House was built in mid-70's. Kitchen needs 2 new outlets at counter level. I also want to add GFCI protection to bathroom outlets near sink. I have basic electrical knowledge, enough to shut off breakers, use voltage tester to verify if a wire is hot and screw a wire in. I just put up a new light fixture outside, so I think I can replace an outlet or light switch.

These outlets haven't had a face plate on them for years (project left undone by ex) and I don't trust them (one of them sparked once). Plus I found out about the new codes so I want to make sure I'm safe and just replace them out instead of just putting a faceplate on them. I don't have the electrical know-how yet to figure out which one of the 2 outlets may be first in the branch, if they're wired like that. So same for both to be safe. I need to check the breaker to confirm 15/20 amp but existing outlets are only 15 amp.

However I also have 2 wall outlets (next to the sinks) in my bathrooms that don't even have GFCI protection. I want to take care of both of those too. Per code, they don't need AFCI too (both are on a bathroom-only circuit). But do I *want* AFCI too? I can't see where it would *hurt* anything except my pocket book. Leviton has them for around $40 a piece for dual outlet.

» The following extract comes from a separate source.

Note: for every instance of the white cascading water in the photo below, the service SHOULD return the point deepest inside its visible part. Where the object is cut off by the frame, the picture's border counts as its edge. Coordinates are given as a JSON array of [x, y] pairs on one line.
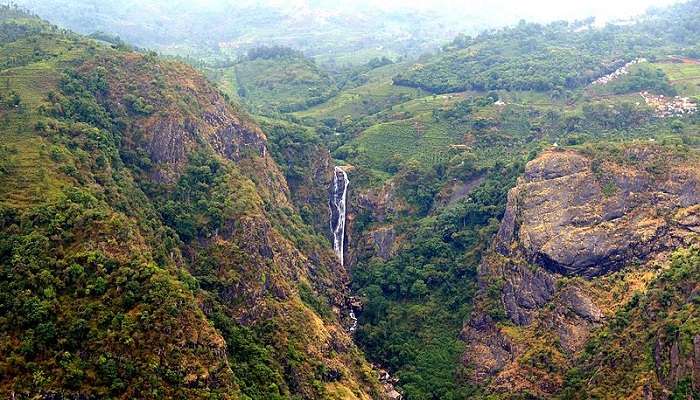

I want to be safest and I want to future-proof in case they add AFCI to bathrooms too.

Cost from Amazon (haven't researched anywhere else yet for pricing):

4 pack of GFCI only Leviton for $34.85 (I can afford this for all of them easily)

1 pack of dual-function Leviton for $33.41 (this is a bit harder for me to bear right now)

So if that wasn't enough of a "should I" decision, in my reading I found out that the GFCI/AFCI can be on the breakers OR outlets per code. Here's the deal on that. I *will* need to be getting the breaker box replaced when I am able to save up or pull out equity for the many home repairs I need. But that may be a year down the line whenever I refi (will have to when divorce is final).

So what do y'all recommend from a safety standpoint? Can I get by with GFCI outlets near water sources (kitchen and bathroom mainly) and wait to get AFCI in the breakers when I get the box replaced? Or should I just do dual-function outlets to be safe and have that protection until I replace the breaker box?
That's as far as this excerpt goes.